Just Blowing Smoke

Higgins: When I Was A Child …

Written by Tim Higgins | | letters@toledofreepress.com

Political parties in general and politicians in particular seem to have a different understanding of the problems faced by government when they are in positions of lesser authority than when their power becomes greater.  When Republicans were out of power, they decried laws passed along party lines as a subversion of the democratic process, while Democrats saw it as getting the work of the country done.  Now that the roles are reversed, it’s Democrats in the House are complaining about their lack of democracy in the process, while Republicans see themselves as only doing what those who voted them into office asked them to.

We likewise see reversals by members in Congress who spoke out for any way out of the conflicts in the Middle East in the person of Senate Majority Leader Reid and former Speaker of the House Pelosi under President Bush, but seem curiously silent on such issues when not seeking support for their continuation today.  Efforts in Libya also seem to be considered much different than other efforts in that part of the world under the previous Administration.

Perhaps no greater reversal of thought on some of the issues of the day has occurred in recent years however, than that of the President himself.  Once a champion of staying out of Iraq and Afghanistan as things outside of the American interests, he now finds himself the champion of not only continuing these efforts, but expanding them into Libya (and perhaps Syria and Yemen).

In 2002 as an Illinois state Senator, his words could be found rather inconsistent today as he said,  “Now let me be clear: I suffer no illusions about Saddam Hussein. He is a brutal man. A ruthless man. A man who butchers his own people to secure his own power…. The world, and the Iraqi people, would be better off without him.  But I also know that Saddam poses no imminent and direct threat to the United States, or to his neighbors…and that in concert with the international community he can be contained until, in the way of all petty dictators, he falls away into the dustbin of history.” Perhaps Muammar Gaddafi fits into a different category of dictatorial thug and murderer; but the only one that I can see is the job held by the man speaking.

We can likewise look to his views on raising the debt limit in this country; an area that he not only voted against in the Senate, but which he spoke out against during his time as the junior Senator from Illinois in 2006, “The fact that we are here today to debate raising America’s debt limit is a sign of leadership failure. It is a sign that the U.S. Government can’t pay its own bills. It is a sign that we now depend on ongoing financial assistance from foreign countries to finance our Government’s reckless fiscal policies. … Increasing America’s debt weakens us domestically and internationally. Leadership means that ‘the buck stops here. Instead, Washington is shifting the burden of bad choices today onto the backs of our children and grandchildren. America has a debt problem and a failure of leadership. Americans deserve better.”

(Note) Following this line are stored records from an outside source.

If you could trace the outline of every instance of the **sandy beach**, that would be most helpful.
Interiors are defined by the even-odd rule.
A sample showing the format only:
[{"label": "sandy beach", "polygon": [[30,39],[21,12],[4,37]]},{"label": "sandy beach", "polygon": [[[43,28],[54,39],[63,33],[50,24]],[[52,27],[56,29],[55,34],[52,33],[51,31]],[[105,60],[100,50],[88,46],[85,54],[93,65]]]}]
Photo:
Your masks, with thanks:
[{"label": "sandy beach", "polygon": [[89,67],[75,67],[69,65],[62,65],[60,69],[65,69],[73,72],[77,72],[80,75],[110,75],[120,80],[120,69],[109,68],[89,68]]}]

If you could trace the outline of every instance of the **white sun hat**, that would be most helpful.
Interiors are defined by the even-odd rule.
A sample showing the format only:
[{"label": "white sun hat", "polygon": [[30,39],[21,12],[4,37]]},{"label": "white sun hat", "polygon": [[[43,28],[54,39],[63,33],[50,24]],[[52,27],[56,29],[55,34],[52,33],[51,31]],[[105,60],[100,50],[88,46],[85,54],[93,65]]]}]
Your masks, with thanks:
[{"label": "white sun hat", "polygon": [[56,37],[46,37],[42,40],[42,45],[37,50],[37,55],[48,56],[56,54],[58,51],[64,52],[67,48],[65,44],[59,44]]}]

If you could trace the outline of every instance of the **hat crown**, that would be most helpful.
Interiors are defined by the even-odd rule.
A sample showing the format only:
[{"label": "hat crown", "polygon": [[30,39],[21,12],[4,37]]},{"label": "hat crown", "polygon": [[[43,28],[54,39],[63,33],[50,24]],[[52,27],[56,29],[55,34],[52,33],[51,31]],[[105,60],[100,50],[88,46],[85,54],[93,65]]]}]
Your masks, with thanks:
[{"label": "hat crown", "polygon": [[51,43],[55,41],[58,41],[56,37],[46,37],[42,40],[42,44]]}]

Recent pronouncements from the occupant of the White House, at least according to his spokesman, seem quite different.  Speaking on the recently failed vote for raising the debt limit we are told in an AP article,  Obama “thinks it was a mistake,” presidential spokesman Jay Carney told reporters. “He realizes now that raising the debt ceiling is so important to the health of this economy and the global economy that it is not a vote that, even when you are protesting an administration’s policies, you can play around with.”

It’s in 1 Corinthians, 13:11 that Paul the apostle gave us the now famous phrase, “When I was a child, I spoke as a child, I understood as a child, I thought as a child ….”; and perhaps that’s it.  Maybe only a few short years ago before seeking the office of president, he had a far less mature understanding of the problems facing the nation and world at the time; which is a scary thought.  This Biblical passage goes on to say however, “… but when I became a man, I put away childish things”.  This could mean that greater knowledge, maturity, and wisdom come with a position of greater responsibility, and one must set aside what can now only be considered flawed beliefs. On the other hand, it might simply be another elected official saying, ‘pay no attention to what I said, but instead to what I’m saying’.  Worse still it might imply, as he often seemed to accuse his predecessor of; when you’re in power, the rules don’t apply to you.